Counsel for DRMC applied the above points to the facts of this case and submitted that accordingly, Edisi owed a duty of care to DRMC. Counsel for Edisi contended that reliance should not be placed on the Ocean Front case for the following reasons:-

  1. The Ocean Front case was decided against the backdrop of the Singapore Building Maintenance and Strata Management Act which is dissimilar to the Strata Titles Act 1985 and Building and Common Property (Maintenance and Management) Act 2007 in Malaysia. In Singapore, the management corporation is a direct successor of the developer whereas in Malaysia, the joint management body (which consist of the developer and the purchasers) is the successor of the developer until the incorporation of the management corporation. Thus, DRMC cannot be said to be a lone and direct successor of Edisi;
  2. In the subsequent Singapore Court of Appeal Case of Man B&W Diesel SE Asia Pte Ltd and another v PT Bumi International Tankers and another appeal [2004] SGCA 8 (“the PT Bumi case”), the Singapore Court of Appeal had cautioned that the Ocean Front case is confined to the peculiar facts of the case. The PT Bumi case was adopted by the Malaysian Federal Court in The Co-operative Central Bank Ltd v KGV & Associates Sdn Bhd [2008] 2 MLJ 233.
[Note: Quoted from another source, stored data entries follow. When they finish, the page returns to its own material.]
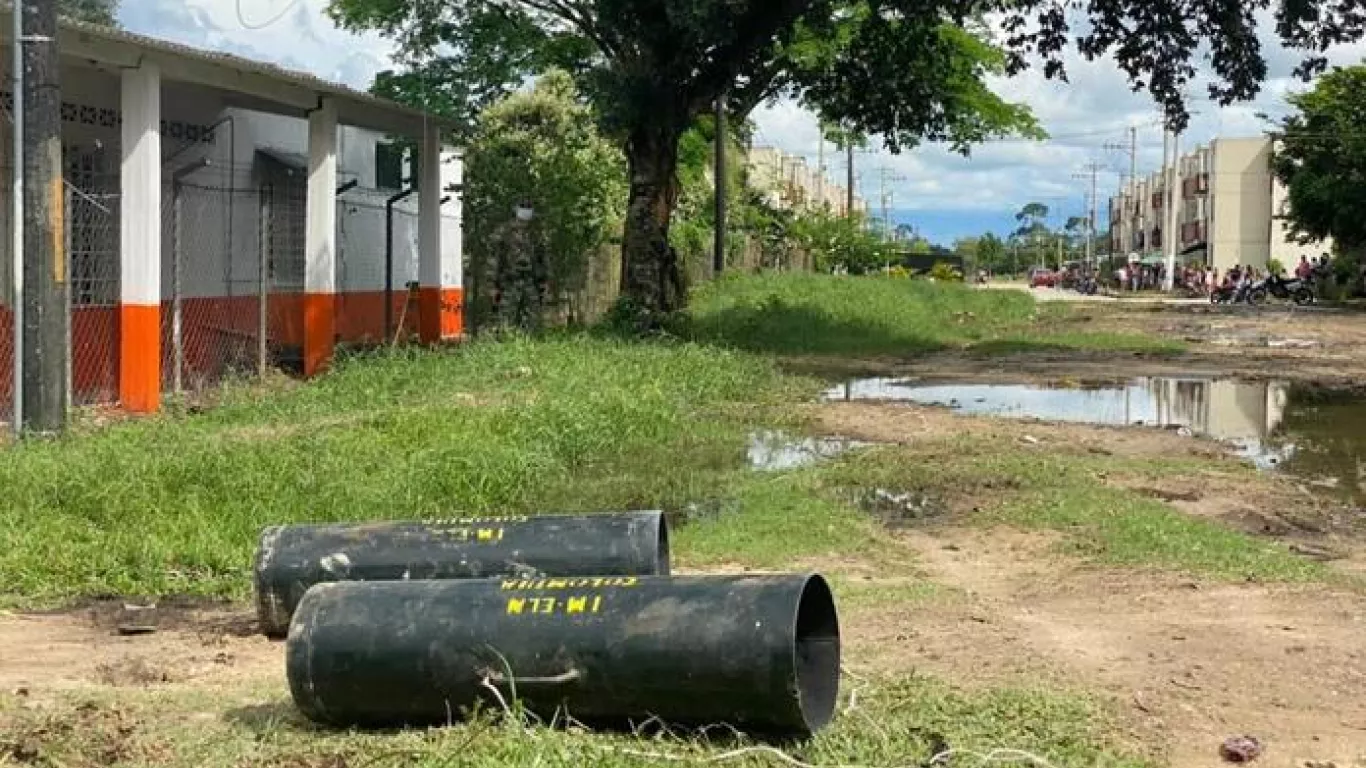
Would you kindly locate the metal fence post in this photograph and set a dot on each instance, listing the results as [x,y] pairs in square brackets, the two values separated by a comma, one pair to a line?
[264,282]
[68,200]
[176,306]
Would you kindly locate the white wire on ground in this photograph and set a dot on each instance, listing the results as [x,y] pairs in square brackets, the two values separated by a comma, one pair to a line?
[996,756]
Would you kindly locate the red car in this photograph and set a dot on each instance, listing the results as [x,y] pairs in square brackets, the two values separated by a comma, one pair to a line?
[1042,279]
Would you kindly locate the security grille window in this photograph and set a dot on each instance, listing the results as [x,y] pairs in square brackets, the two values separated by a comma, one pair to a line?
[92,228]
[388,166]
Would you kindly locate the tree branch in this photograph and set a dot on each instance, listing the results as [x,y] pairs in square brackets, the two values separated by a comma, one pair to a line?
[750,36]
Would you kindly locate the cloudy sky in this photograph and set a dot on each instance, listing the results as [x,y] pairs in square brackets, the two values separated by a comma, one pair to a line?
[940,193]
The High Court Judge was of the view that there is no reason not to adopt the analysis and conclusions of the Ocean Front case herein. He held that although the applicable statutes in Singapore and Malaysia are not identical, they are closely similar and the differences did not really matter. The High Court Judge further held that the critical consideration is that Edisi had been in continuous participation in the maintenance and management of Dua Residency although not alone solely. Thus, the High Court decided that on the special facts of this case there is sufficient proximity and hence it is just and reasonable to find a duty of care owed by  Edisi to DRMC to ensure that Dua Residency has been constructed with good workmanship in accordance with agreed specification and approved plans in the SPA.
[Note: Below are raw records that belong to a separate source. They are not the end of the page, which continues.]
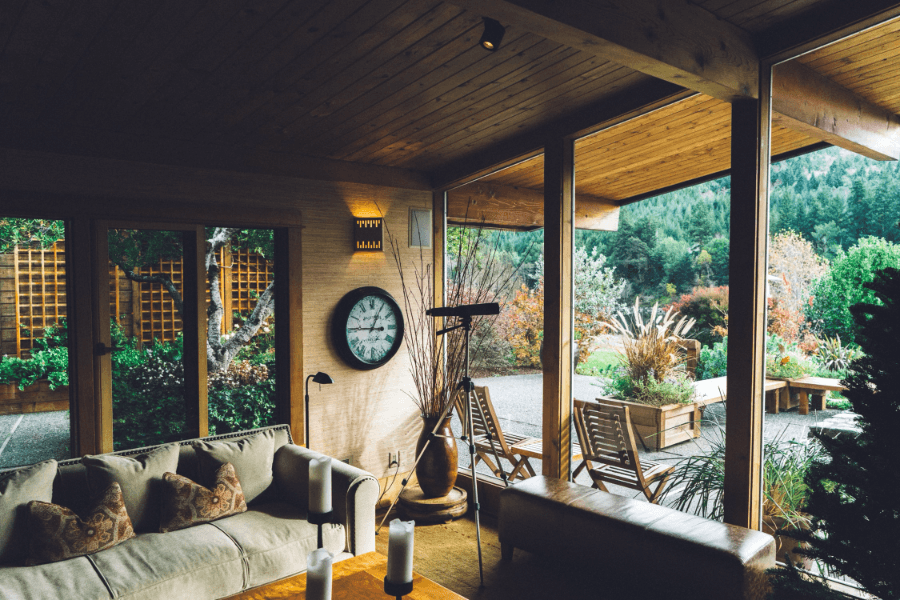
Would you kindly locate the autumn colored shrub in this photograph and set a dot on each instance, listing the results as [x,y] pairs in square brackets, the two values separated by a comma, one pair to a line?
[708,306]
[521,324]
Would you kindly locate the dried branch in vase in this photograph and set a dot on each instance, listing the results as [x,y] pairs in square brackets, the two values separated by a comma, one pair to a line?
[476,274]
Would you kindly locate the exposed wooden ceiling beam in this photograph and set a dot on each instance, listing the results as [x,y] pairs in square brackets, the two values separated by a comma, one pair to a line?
[673,40]
[806,101]
[510,207]
[634,102]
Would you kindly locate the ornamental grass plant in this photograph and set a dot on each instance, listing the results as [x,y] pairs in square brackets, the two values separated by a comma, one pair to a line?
[651,369]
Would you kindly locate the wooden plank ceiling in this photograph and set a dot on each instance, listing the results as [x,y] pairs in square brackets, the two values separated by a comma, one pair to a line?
[396,84]
[681,142]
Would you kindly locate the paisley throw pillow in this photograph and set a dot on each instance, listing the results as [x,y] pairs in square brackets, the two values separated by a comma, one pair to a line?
[59,534]
[186,503]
The learned High Court Judge also noted that although there may be a possible contractual remedy by the individual purchasers of Dua Residency against Edisi, it would be an impractical remedy to require all of them to sue. DRMC therefore is representing the purchasers as the management and maintenance of the common property is directly under the care and responsibility of DRMC as conferred by statute. Furthermore, it was also noted that as held in the Ocean Front case, contractual obligations did not preclude the existence of a developer's liability in tort under the ordinary law of negligence to their purchasers and other parties not privy to the sale and purchase agreements.

In conclusion, by virtue of the High Court's decision above, it may now be open to management corporations to bring an action for breach of duty of care against a developer for the developer's failure to adequately and properly construct a development in a good and workmanlike manner. Thus, developers have to be aware of this possible liability and ensure that both the design and construction of the buildings are up to standard and supported by sufficient documentation to prove the same.

The content of this article is intended to provide a general guide to the subject matter. Specialist advice should be sought about your specific circumstances.